Portfolio composition and contribution to returns
Financials were mainly responsible for SLANX’s good showing in the first four months of 2016. The amounts of their contributions justified their high exposures in the portfolio. The preference shares of Banco Bradesco (BBD) powered the sector ahead, with a sizable contribution also coming from the preference shares of Itaú Unibanco Holding (ITUB).
The consumer staples sector was impressive not just because it was the second-largest in terms of positive contributions to SLANX’s returns, but also because of the high amount of its contribution. Raia Drogasil did most of the heavy lifting for the sector. Cencosud (CNCO), Embotelladora Andina (AKO.B), and common shares of Ambev (ABEV) also contributed sizably to the sector.
The telecommunications services sector, in which SLANX was invested for some time in 2016, contributed negatively to the fund. Both of SLANX’s holdings, America Movil (AMX) and Telefônica Brasil (VIV), contributed negatively to its returns.
SLANX has had a great time in 2016 so far. Even though its total returns have been unable to beat the passively managed ILF, it has only marginally missed. Its performance is attributable to the fund managers’ picks from the financial and consumer staples sectors. In both of these sectors, SLANX’s stocks easily outperformed their counterparts in ILF.
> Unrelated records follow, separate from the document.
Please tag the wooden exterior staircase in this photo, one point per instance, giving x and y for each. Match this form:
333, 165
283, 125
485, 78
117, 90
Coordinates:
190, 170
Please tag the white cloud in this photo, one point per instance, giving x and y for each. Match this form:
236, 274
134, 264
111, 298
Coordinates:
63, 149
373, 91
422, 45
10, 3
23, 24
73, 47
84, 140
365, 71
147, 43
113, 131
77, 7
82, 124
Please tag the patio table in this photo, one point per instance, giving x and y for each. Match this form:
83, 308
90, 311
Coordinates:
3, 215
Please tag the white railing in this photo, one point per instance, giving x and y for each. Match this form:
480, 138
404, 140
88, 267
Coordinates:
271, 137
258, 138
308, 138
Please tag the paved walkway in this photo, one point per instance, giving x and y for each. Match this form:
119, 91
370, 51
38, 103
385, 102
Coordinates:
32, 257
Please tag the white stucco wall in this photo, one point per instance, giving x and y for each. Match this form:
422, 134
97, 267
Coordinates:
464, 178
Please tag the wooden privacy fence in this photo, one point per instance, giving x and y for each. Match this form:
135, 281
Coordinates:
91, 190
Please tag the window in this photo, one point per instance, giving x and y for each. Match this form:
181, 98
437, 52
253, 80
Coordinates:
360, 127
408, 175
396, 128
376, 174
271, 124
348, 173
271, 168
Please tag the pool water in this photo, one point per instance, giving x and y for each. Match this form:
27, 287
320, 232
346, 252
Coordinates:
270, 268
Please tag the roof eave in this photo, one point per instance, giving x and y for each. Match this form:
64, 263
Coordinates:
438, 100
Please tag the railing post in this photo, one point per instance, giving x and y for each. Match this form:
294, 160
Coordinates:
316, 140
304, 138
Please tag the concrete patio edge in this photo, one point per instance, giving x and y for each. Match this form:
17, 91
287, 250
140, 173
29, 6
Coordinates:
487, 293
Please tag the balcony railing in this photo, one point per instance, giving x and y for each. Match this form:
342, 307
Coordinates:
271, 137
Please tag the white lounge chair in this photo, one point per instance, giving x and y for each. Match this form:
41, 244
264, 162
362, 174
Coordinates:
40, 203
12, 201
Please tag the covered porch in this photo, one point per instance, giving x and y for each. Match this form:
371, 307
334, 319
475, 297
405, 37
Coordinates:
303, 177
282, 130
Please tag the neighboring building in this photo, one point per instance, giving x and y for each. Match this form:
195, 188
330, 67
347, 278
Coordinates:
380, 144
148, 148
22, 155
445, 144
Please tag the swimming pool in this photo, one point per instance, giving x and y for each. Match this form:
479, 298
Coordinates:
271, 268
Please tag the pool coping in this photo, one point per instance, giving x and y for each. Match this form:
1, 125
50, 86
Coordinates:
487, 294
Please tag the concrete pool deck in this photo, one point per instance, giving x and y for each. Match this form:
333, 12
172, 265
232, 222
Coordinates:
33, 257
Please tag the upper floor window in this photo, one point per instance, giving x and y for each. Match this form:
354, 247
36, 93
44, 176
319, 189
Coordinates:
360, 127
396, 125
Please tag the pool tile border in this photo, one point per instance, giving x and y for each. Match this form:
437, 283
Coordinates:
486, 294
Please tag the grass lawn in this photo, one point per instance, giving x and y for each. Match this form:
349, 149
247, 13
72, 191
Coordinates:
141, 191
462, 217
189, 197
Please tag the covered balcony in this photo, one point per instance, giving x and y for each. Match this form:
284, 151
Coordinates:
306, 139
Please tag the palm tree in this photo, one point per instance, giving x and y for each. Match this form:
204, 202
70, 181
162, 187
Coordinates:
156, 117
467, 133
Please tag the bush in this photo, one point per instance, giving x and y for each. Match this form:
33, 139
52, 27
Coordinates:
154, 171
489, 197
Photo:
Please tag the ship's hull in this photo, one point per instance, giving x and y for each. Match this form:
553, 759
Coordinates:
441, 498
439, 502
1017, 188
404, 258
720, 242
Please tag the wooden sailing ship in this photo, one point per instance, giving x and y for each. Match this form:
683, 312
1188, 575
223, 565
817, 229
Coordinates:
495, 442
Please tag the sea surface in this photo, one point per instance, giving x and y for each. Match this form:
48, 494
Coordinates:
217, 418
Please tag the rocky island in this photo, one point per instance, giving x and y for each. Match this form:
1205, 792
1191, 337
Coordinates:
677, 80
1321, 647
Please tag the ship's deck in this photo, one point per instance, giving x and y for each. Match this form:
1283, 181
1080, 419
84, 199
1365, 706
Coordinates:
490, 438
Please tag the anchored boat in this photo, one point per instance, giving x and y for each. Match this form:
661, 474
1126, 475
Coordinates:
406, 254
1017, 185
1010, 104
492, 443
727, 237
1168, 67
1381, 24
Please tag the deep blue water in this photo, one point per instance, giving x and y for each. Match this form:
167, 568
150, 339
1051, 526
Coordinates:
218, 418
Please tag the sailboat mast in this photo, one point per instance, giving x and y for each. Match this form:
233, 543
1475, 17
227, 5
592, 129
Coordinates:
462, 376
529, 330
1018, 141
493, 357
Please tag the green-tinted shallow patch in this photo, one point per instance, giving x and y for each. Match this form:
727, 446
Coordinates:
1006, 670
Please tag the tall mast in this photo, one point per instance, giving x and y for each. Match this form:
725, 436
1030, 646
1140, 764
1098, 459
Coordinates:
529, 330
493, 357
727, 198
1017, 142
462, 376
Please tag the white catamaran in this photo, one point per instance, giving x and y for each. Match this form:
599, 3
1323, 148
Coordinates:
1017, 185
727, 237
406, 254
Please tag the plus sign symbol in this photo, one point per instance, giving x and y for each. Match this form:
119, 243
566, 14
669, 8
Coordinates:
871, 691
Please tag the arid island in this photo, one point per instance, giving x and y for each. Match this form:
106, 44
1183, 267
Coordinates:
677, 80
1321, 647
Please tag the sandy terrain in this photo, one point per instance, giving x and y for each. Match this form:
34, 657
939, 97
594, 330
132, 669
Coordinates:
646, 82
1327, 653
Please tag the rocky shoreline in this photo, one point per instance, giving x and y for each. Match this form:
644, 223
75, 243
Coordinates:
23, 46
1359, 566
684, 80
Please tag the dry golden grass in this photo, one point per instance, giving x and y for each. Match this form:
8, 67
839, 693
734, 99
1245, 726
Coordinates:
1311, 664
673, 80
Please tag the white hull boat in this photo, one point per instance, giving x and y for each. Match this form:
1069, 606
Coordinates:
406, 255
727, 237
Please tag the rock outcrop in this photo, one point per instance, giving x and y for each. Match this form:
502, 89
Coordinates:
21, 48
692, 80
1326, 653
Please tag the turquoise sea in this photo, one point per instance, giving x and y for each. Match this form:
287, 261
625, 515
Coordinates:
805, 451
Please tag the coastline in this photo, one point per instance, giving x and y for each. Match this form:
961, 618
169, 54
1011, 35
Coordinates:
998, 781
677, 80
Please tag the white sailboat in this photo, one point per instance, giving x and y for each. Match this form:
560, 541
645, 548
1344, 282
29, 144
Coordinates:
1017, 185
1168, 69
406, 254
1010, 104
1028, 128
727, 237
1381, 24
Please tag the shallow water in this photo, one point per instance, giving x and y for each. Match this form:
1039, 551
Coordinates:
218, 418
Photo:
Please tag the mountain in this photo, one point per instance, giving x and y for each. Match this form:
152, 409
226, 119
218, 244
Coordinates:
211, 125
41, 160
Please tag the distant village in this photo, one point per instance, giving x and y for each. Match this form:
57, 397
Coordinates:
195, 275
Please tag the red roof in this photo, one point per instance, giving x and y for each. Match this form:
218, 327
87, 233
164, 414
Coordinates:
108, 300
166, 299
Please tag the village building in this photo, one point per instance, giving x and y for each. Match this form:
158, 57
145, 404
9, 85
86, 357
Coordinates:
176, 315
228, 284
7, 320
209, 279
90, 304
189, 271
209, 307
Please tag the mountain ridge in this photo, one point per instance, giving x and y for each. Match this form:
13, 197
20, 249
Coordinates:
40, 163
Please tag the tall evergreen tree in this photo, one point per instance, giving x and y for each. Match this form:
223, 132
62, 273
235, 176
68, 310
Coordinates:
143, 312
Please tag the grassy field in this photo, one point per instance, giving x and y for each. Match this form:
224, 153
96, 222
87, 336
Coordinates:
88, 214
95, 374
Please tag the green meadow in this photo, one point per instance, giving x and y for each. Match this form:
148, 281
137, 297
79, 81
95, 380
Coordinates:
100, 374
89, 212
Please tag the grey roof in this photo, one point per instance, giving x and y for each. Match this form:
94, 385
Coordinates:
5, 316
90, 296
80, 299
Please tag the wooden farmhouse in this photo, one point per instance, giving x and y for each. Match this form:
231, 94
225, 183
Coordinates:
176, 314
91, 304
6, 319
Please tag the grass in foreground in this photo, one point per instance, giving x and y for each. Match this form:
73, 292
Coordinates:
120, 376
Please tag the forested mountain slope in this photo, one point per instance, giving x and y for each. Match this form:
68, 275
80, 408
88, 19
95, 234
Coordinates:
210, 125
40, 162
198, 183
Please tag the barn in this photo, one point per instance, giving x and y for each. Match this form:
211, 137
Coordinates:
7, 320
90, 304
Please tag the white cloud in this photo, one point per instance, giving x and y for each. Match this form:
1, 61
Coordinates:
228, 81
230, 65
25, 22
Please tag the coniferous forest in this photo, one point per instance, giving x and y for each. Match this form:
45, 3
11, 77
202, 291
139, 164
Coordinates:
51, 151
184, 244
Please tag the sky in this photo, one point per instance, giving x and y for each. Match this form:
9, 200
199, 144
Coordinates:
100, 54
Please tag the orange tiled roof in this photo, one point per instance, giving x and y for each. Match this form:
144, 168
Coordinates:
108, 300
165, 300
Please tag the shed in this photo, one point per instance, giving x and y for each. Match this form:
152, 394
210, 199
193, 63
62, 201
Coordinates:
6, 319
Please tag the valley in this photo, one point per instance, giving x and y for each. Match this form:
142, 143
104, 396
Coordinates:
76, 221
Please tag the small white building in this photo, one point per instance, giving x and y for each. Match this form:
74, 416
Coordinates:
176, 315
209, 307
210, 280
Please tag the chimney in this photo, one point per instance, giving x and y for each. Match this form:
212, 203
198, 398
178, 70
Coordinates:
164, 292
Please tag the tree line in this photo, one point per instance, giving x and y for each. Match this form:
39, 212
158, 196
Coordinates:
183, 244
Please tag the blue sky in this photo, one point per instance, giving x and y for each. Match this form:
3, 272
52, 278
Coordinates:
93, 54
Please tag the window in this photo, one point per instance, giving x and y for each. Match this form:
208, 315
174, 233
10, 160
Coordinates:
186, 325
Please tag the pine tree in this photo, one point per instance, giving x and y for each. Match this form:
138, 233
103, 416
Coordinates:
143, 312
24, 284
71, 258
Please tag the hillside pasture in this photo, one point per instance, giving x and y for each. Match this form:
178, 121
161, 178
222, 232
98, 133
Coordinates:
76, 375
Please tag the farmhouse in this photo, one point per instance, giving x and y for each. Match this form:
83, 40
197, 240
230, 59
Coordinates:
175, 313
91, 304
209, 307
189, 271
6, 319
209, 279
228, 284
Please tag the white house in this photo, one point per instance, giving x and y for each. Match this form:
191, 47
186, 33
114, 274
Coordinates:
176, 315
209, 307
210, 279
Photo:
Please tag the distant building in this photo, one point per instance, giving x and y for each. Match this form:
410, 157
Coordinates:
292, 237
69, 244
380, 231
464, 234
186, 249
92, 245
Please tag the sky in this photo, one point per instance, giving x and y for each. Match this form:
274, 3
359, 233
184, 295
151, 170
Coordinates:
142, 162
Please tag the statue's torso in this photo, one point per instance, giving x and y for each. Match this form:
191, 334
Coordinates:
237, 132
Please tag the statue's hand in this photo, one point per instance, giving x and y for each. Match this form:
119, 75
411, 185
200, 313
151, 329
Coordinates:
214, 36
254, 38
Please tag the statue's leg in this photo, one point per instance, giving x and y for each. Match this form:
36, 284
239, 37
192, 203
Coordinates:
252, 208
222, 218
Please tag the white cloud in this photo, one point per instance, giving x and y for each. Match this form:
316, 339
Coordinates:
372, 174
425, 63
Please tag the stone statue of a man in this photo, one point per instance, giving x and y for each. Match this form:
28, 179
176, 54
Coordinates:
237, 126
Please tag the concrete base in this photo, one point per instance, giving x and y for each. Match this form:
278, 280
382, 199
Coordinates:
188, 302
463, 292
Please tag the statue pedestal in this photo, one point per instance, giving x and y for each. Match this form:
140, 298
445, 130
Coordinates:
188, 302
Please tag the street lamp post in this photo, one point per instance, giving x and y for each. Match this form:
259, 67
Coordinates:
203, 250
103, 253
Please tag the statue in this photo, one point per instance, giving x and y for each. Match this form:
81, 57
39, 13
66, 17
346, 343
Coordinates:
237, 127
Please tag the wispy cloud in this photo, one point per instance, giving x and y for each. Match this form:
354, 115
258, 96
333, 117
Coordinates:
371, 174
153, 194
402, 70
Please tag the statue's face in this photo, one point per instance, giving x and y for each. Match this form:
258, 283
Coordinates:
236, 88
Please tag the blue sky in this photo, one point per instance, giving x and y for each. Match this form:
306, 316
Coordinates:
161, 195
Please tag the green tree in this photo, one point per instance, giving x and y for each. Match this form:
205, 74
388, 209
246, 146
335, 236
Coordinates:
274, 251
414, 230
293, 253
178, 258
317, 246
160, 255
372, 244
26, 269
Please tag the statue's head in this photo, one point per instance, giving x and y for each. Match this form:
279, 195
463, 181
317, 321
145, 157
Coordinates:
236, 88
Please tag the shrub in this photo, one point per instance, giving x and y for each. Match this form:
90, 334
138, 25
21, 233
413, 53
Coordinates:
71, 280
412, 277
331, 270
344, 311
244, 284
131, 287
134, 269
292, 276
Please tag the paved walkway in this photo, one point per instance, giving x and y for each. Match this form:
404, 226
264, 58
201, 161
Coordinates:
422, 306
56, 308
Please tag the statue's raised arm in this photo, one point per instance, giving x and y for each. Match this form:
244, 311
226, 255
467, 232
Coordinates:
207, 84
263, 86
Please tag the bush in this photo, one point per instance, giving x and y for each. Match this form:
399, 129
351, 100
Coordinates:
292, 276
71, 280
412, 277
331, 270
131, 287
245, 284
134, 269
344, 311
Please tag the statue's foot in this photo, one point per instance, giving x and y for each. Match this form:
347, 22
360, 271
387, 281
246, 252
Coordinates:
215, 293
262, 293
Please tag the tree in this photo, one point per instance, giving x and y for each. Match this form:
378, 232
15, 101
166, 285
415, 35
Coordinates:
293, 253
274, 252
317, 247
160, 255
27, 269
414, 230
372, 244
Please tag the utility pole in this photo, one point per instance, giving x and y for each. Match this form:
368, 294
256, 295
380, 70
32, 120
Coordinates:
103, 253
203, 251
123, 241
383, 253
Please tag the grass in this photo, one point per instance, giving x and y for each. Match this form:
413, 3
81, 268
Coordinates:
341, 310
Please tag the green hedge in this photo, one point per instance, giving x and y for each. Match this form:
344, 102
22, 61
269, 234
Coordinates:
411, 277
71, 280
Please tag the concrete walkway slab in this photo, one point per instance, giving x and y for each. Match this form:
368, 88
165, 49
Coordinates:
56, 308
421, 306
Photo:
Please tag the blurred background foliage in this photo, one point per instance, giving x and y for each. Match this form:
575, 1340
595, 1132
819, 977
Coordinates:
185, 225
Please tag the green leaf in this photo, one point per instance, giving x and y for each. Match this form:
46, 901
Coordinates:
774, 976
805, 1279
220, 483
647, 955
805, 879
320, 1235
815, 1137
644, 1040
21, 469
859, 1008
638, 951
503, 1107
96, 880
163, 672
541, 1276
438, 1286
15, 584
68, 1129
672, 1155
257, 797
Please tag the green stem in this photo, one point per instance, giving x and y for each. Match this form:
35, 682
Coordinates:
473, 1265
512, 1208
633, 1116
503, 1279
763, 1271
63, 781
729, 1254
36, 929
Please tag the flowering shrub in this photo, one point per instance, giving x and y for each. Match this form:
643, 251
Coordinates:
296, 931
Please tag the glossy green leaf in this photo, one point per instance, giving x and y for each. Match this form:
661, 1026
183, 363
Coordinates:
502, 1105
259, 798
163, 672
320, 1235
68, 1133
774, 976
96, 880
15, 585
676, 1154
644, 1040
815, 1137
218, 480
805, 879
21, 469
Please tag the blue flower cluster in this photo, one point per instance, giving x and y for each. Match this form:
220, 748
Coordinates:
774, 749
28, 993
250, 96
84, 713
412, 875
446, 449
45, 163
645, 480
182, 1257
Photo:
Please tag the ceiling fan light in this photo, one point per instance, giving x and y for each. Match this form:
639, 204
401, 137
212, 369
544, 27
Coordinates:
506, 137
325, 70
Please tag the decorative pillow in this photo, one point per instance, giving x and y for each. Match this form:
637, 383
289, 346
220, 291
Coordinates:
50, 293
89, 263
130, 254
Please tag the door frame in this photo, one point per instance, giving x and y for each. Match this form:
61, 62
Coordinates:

Industrials stocks also did well compared to their counterparts in ILF. However, the information technology and telecommunication services sectors disappointed. Both sectors contributed negatively to SLANX’s returns, while their counterparts in ILF contributed positively.
Should you jump on for the ride with SLANX? Though the fund is uniquely positioned, its lack of diversity is a concern. With close to 80% of its assets invested in two sectors, any dip in performance could find the fund in the bottom performers among its peers.
Also, the portfolio has undergone quite a lot of change. Being actively managed is one thing, but this constant shifting makes one feel as though the fund’s management has not found a composition they want to stick with. The fund’s good performance in the period could be by happenstance rather than strategy. Investors would be well advised to stay cautious.